We will now visualise the price and indicator trends of all the stocks(behaviour over time)

In [42]:
import plotly.graph_objects as go

#Ensuring that date is a datetime object
full_df['date'] = pd.to_datetime(full_df['date'])

# Getting the list of unique tickers
tickers = full_df['ticker'].unique()

#Creating a figure object
fig = go.Figure()

# Creating one trace group per ticker (each will be shown/hidden via dropdown)
for ticker in tickers:
    df_t = full_df[full_df['ticker'] == ticker].sort_values('date')

    # Candlestick
    fig.add_trace(go.Candlestick(
        x=df_t['date'],
        open = df_t['open'],
        high = df_t['high'],
        low = df_t['low'],
        close = df_t['close'],
        name = f'{ticker} OHLC',
        visible = (ticker == tickers[0]) # Show only the first by default
    ))

    #SMA
    fig.add_trace(go.Scatter(
        x = df_t['date'],
        y = df_t['sma'],
        name = f'{ticker} SMA',
        line = dict(color='blue'),
        visible = (ticker == tickers[0])
    ))

    #EMA
    fig.add_trace(go.Scatter(
        x = df_t['date'],
        y = df_t['ema'],
        name = f'{ticker} EMA',
        line = dict(color='orange'),
        visible = (ticker == tickers[0])
    ))

    # Bollinger Upper
    fig.add_trace(go.Scatter(
        x = df_t['date'],
        y = df_t['bb_upper'],
        name = f'{ticker} BB Upper',
        line = dict(color = 'gray',dash = 'dot'),
        visible = (ticker == tickers[0])
    ))

    # Bollinger Lower
    fig.add_trace(go.Scatter(
        x = df_t['date'],
        y = df_t['bb_lower'],
        name = f'{ticker} BB Lower',
        line = dict(color = 'gray',dash = 'dot'),
        visible = (ticker == tickers[0]),
        fill = 'tonexty',
        fillcolor = 'rgba(173,216,230,0.2)'
    ))

# Creating dropdown buttons to toggle ticker traces
dropdown_buttons = []
traces_per_ticker = 5

for i,ticker in enumerate(tickers):
    visibility = [False] * traces_per_ticker * len(tickers)
    for j in range(traces_per_ticker):
        visibility[i * traces_per_ticker + j] = True

    dropdown_buttons.append(dict(
        label = ticker,
        method = "update",
        args = [{"visible":visibility},
                {"title": f"{ticker} Candlestick chart with Indicators"}]

    ))


#Update layout with dropdown
fig.update_layout(
    title = f"{tickers[0]} Candlestick chart with Indicators",
    xaxis_title = "Date",
    yaxis_title = "Price",
    xaxis_rangeslider_visible = False,
    template = "plotly_dark",
    hovermode = "x unified",
    updatemenus = [{
        "buttons": dropdown_buttons,
        "direction": "down",
        "showactive": True,
        "x": 0.0,
        "xanchor": "left",
        "y": 1.1,
        "yanchor": "top"
    }]
)

fig.show()



### **MACD/RSI Timeline**

We can now select a stock and see its momentum over time and identify entry/exit signals:

RSI > 70: Potentially overbought

RSI < 30: Potentially oversold

MACD crossing above 0: Bullish trend

MACD crossing below 0: Bearish trend

In [47]:
import plotly.graph_objects as go

# Just making sure date is a datetime object
full_df['date'] = pd.to_datetime(full_df['date'])

#List of unique tickers
tickers = full_df['ticker'].unique()

# Creating a figure with initial stock (first ticker)
init_ticker = tickers[0]
init_df = full_df[full_df['ticker'] == init_ticker]

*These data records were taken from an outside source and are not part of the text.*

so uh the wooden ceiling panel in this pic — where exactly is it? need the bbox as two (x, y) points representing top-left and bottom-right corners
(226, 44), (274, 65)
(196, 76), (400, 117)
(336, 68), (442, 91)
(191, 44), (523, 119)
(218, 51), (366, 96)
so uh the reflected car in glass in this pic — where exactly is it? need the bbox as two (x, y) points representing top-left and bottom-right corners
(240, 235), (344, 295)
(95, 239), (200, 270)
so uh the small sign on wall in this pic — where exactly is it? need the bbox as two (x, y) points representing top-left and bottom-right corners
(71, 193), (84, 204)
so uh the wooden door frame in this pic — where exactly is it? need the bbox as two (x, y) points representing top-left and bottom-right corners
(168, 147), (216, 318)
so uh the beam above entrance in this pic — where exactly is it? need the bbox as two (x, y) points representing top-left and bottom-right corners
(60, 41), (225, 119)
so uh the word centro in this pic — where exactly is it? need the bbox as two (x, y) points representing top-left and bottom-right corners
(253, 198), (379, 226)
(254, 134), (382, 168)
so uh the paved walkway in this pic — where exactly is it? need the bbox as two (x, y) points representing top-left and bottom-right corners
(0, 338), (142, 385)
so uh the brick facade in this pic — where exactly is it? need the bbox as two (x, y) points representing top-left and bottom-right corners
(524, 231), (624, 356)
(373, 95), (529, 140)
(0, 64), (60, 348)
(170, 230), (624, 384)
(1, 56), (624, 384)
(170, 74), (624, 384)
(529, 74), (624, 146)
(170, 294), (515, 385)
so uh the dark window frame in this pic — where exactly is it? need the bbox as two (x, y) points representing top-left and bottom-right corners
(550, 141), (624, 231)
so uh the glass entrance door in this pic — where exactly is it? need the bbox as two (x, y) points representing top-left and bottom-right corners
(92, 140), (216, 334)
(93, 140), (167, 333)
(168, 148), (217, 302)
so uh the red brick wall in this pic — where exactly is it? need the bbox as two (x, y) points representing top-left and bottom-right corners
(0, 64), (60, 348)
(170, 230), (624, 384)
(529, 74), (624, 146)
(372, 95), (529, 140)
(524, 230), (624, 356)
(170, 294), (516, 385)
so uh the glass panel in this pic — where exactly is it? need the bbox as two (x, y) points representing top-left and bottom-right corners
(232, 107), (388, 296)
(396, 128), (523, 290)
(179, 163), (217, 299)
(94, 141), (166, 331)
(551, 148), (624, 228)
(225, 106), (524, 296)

#Create subplots: RSI (top) + MACD (bottom)
from plotly.subplots import make_subplots

fig = make_subplots(rows=2, cols=1, shared_xaxes=True,
                    vertical_spacing=0.1,
                    subplot_titles=("RSI Timeline","MACD Timeline"))


# RSI Plot
fig.add_trace(go.Scatter(
    x = init_df['date'],
    y = init_df['rsi'],
    mode = 'lines',
    name = 'RSI',
    line = dict(color='royalblue')
), row=1,col=1)

# MACD Plot
fig.add_trace(go.Scatter(
    x = init_df['date'],
    y = init_df['macd'],
    mode = 'lines',
    name = 'MACD',
    line = dict(color='purple')

), row=2,col=1)

# Adding dropdown menu for interactivity
dropdown_buttons = []

for ticker in tickers:
    ticker_df = full_df[full_df['ticker'] == ticker]
    dropdown_buttons.append(dict(
        label = ticker,
        method = 'update',
        args = [{
            'y': [ticker_df['rsi'],ticker_df['macd']],
            'x': [ticker_df['date'], ticker_df['date']]
        }]
    ))

fig.update_layout(
    updatemenus = [dict(
        buttons = dropdown_buttons,
        direction = 'down',
        showactive = True,
        x = 1.15,
        y = 1.15

    )],
    height = 600,
    title_text = 'MACD and RSI Timeline',
    template = 'plotly_dark'
)

# Adding RSI reference lines
fig.add_shape(type='line', x0=init_df['date'].min(),x1=init_df['date'].max(),
              y0=70,y1=70, line=dict(dash='dash', color='gray'), row=1,col=1)
fig.add_shape(type='line', x0=init_df['date'].min(), x1=init_df['date'].max(),
              y0=30, y1=30, line=dict(dash='dash', color='gray'), row=1, col=1)

fig.show()